= Keleanohoanaʻapiʻapi =

Hawaiian noblewoman

Keleanohoanaʻapiʻapi, short name Kelea, was an ancient Hawaiian noblewoman who is mentioned in ancient legends, and her genealogy is given in chants. She was a Princess (Hawaiian language: Aliʻi) of Maui, one of the Hawaiian Islands. She was a High Chiefess, but not of the highest known rank.

== Family ==
Keleanohoanaʻapiʻapi was a daughter of High Chief Kahekili I the Great of Maui and his wife, Lady Haukanuimakamaka of Kauai, and thus a sister of Chief Kawaokaohele.

== Life ==

A map of the Hawaiian Islands.
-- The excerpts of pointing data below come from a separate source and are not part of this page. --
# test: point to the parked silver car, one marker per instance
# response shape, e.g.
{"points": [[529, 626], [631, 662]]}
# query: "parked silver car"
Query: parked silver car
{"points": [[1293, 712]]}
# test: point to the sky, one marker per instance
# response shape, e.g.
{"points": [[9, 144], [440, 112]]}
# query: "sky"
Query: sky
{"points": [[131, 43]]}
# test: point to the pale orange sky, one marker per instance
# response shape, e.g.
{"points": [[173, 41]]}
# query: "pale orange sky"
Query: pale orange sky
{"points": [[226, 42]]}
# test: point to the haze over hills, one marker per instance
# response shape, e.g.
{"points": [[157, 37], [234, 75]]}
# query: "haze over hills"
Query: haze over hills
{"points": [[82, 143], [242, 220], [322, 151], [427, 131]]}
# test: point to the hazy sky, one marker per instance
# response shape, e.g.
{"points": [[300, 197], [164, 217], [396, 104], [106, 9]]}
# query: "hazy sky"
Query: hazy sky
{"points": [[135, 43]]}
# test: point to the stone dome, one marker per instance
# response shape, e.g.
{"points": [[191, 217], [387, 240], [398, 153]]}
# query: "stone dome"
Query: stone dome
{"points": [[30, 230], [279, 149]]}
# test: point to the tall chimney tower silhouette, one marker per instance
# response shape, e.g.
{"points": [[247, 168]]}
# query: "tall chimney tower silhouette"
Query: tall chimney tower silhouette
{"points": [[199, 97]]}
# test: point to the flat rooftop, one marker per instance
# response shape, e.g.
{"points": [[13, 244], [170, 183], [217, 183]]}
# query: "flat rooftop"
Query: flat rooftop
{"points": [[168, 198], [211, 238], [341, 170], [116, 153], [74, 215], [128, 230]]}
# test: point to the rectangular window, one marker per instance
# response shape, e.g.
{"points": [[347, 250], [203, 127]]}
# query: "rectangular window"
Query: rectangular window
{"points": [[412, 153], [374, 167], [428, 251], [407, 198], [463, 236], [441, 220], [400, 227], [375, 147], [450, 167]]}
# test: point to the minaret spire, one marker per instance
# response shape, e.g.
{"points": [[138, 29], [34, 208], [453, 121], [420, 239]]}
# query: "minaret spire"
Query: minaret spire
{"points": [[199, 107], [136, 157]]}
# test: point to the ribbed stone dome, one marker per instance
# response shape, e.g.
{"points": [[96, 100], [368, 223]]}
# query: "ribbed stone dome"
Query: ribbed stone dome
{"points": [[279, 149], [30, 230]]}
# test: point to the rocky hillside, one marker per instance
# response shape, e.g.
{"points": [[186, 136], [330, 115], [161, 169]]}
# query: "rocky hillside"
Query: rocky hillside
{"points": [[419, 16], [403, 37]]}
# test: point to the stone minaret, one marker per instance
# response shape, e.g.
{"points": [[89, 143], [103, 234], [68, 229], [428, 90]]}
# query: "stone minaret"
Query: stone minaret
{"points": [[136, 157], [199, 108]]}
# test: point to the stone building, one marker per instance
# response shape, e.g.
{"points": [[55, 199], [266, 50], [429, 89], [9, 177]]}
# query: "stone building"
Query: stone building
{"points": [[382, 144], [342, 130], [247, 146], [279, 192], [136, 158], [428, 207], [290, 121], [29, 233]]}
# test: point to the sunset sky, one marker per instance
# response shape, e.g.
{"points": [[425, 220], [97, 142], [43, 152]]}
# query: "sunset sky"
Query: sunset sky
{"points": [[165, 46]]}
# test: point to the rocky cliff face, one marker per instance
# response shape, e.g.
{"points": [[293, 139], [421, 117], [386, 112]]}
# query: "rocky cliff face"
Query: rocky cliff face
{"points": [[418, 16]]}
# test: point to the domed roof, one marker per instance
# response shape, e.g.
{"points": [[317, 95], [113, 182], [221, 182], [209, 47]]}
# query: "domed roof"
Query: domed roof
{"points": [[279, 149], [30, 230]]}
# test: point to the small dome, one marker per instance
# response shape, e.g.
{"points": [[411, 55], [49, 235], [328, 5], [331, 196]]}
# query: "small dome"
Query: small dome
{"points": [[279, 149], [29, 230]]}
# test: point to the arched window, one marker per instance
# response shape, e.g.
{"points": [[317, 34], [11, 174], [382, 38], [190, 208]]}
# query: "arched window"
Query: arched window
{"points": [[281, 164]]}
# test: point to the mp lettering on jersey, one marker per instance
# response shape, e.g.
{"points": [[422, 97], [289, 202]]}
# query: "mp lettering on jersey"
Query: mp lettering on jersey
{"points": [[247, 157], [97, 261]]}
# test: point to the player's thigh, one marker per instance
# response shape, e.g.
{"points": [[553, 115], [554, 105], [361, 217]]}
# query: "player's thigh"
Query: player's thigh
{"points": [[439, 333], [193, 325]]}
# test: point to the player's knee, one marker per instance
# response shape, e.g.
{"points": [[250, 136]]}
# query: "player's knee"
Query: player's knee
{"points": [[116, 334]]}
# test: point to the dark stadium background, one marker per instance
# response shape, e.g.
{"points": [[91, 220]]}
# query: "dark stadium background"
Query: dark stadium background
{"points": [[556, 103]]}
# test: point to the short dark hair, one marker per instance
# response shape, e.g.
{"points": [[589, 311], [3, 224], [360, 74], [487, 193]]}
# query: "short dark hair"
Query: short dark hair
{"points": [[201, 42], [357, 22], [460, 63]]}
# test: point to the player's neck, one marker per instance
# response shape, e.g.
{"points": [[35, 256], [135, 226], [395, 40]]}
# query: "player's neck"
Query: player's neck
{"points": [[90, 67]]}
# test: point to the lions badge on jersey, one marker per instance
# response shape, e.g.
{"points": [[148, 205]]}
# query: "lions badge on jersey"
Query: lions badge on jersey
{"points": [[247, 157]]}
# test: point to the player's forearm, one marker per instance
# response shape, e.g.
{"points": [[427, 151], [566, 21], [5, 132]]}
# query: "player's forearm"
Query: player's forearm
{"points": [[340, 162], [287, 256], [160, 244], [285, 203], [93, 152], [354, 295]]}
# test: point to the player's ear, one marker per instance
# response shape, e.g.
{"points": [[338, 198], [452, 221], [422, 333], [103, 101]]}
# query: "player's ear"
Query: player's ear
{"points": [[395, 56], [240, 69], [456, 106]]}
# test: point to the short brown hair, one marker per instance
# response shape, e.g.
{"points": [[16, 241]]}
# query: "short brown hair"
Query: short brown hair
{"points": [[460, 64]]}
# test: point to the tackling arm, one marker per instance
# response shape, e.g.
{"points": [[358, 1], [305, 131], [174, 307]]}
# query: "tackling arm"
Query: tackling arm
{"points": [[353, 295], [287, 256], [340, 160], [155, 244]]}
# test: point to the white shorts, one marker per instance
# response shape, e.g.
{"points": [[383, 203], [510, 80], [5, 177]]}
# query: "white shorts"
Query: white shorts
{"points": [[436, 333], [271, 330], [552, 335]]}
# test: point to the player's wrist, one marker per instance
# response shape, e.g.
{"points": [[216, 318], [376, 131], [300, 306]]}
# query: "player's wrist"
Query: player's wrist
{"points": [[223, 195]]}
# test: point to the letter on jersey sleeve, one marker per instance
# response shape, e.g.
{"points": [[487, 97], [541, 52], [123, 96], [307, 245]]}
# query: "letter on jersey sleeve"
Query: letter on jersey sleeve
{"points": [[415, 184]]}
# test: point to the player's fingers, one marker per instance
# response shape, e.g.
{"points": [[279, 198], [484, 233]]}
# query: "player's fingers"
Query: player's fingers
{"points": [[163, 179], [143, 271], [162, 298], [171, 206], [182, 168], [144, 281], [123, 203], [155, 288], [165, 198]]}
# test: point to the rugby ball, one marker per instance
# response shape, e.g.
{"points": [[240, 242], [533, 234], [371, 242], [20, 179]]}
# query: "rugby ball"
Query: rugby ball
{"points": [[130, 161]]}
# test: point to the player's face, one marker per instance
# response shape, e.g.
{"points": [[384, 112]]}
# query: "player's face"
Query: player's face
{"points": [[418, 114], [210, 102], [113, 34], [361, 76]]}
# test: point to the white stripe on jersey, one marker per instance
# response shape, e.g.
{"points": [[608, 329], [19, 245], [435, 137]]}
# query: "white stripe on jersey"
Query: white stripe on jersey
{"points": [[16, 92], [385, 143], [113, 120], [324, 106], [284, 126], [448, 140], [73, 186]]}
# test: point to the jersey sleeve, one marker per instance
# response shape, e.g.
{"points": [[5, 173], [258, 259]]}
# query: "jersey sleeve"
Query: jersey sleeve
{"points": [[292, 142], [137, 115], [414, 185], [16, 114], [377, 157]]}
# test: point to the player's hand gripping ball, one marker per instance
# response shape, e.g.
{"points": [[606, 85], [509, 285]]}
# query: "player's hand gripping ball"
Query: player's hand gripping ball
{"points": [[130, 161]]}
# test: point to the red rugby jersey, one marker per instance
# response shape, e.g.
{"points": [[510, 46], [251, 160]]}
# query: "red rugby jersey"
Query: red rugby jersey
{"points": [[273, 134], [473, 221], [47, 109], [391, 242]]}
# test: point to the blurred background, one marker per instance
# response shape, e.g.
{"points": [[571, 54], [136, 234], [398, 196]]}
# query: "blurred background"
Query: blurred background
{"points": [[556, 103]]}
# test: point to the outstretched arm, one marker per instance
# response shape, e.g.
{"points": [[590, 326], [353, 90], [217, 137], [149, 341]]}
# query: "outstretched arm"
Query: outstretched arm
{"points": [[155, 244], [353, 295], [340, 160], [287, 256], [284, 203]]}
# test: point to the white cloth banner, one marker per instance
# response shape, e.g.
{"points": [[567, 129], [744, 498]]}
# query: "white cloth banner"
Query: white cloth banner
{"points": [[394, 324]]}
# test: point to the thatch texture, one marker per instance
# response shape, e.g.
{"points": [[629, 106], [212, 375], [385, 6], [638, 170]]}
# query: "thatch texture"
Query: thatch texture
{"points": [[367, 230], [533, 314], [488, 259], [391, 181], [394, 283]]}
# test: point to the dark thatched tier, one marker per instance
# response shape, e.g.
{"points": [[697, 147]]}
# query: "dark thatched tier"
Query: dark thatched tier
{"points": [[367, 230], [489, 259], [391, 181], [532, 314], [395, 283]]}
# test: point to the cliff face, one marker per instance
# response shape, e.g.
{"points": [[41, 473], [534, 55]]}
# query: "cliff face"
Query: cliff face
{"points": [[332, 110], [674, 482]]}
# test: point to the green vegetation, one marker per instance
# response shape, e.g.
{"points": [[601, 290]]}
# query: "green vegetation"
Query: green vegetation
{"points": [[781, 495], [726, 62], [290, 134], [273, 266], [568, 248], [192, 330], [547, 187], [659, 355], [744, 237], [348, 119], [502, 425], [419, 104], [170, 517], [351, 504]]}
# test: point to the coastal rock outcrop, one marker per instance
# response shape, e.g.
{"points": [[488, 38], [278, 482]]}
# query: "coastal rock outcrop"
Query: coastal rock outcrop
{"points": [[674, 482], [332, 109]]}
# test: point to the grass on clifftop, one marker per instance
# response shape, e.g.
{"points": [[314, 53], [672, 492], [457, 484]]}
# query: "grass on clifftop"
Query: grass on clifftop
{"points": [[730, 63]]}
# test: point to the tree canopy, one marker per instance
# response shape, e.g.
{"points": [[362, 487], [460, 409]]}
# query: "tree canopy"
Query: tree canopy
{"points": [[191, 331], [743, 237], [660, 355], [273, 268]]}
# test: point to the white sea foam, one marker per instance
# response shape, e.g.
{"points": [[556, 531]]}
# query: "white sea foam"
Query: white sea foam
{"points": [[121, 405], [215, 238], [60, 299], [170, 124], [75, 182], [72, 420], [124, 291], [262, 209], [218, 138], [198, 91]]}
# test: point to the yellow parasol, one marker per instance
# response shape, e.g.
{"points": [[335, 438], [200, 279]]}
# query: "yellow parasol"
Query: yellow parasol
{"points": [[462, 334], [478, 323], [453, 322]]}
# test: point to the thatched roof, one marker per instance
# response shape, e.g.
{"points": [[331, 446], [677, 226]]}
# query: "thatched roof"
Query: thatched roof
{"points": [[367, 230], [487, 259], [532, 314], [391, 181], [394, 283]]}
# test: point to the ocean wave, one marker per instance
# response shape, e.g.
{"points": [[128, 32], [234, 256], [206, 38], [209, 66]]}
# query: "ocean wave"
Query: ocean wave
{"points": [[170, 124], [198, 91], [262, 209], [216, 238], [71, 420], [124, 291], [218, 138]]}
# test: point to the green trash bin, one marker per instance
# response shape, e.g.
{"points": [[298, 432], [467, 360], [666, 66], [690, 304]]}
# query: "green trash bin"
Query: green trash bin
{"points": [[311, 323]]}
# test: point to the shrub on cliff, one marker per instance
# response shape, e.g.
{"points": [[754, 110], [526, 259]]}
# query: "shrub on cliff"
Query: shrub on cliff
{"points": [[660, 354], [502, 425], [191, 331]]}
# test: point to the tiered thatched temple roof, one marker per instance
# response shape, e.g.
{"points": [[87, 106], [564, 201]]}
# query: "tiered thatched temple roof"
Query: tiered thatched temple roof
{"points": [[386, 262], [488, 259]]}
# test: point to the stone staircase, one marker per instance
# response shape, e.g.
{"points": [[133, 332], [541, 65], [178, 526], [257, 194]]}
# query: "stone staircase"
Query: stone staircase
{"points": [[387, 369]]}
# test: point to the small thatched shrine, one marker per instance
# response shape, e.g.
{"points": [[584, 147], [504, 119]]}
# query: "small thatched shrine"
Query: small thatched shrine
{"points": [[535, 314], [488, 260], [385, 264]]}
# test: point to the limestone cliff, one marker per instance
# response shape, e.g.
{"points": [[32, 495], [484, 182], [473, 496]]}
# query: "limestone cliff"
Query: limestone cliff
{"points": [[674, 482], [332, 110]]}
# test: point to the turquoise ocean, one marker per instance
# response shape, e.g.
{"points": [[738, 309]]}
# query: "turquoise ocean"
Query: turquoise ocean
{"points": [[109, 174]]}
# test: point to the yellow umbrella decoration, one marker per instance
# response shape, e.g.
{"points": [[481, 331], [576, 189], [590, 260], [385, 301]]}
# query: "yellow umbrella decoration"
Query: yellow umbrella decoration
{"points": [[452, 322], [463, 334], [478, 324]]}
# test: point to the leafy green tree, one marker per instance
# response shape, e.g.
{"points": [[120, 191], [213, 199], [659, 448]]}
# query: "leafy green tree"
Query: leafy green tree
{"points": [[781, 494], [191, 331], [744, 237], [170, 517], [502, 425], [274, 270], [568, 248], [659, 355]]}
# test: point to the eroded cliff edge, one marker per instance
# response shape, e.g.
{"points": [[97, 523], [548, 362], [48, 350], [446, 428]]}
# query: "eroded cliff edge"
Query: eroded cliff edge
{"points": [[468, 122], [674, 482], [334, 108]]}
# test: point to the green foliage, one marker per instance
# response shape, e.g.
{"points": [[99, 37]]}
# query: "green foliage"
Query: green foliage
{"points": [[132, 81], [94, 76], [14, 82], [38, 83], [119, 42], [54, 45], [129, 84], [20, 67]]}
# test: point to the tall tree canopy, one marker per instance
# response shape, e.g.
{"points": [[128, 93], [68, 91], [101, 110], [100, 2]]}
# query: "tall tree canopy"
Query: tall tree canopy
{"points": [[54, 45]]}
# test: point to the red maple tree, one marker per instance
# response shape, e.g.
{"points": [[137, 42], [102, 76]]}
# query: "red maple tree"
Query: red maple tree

Kelea was a Princess of both Maui and Oahu.

Keleanohoanaʻapiʻapi was most likely born on the island of Maui.

She was considered very beautiful and became a wife to the handsome Prince Lo Lale of Oahu, brother of Piliwale. They had three children. Lo Lale and Keleanohoanaʻapiʻapi were later divorced.

Keleanohoanaʻapiʻapi later married a noble named Kalamakua. Their daughter was La’ieloheloheikawai, wife of Piʻilani of Maui.

== Crater ==
There is a crater called Keleanohoanaapiapi on Venus.